In 1650, the notables — careful to separate themselves from him — charged him with adultery, then a crime punished by execution on the gallows. He won an acquittal. He claimed [according to a witness] to “live above ordinances and that it was lawful for him to lie with any woman.” One attributes to him this witticism: “There is no heaven but women, nor no hell save marriage.”[514] His enemies managed to get him banished.

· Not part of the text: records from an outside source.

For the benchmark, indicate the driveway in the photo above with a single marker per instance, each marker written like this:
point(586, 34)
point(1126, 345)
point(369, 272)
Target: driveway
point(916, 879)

Richard Coppin was part of the moderate wing of the Ranters; he was satisfied with a pantheism in which theology had the upper hand over the refusal of social and moral imperatives. “God is all in one, and so is in everyone,” he wrote in Divine Teachings. “The same all which is in me, is in thee; the same God dwells in one dwells in another, even in all; and in the same fullness as he is in one, he is in everyone.” Resurrection consists of coming out of the grave, which is in us and in the Scriptures, so as to be reborn as “the new man [who] sinneth not.”[515]
Coppin refused the Church in the name of his own experience of the Lord. Referring to the decree of 1650, which abolished the obligatory nature of Sunday services, he spoke of “the anti-christian law of compelling men to church.”[516] Arrested in 1655, Coppin was condemned to six months in prison.
The Vicar of Reading, then the Rector of Bradfield, John Pordage — a disciple of Jacob Boehme — drew the attention of the authorities in 1655 for propagating the Ranters’ opinions. He denied the historical existence of the Christ, believed in the presence of God in each person, refused [the notion of] sin, held marriage to be a harmful institution, and announced the imminent disappearance of Parliament, the magistrature, the government of England and all the higher powers, which “he cared no more for ... than this dust beneath his feet.”[517]
His friend Thomas Tany, called Theaureaujohn, estimated that no man can lose his redemption. But he went further than this and maintained that all religion is “a lie, a fraud, a deceit, for there is but one truth and that is love.” He also demanded that the people’s lands were rendered to the people. In 1654, Tany made an exemplary gesture, one of rare audacity. With a beautiful critical concision, he burned a copy of the Bible at Saint George’s Fields, “because the people say it is the Word of God, and it is not.”[518]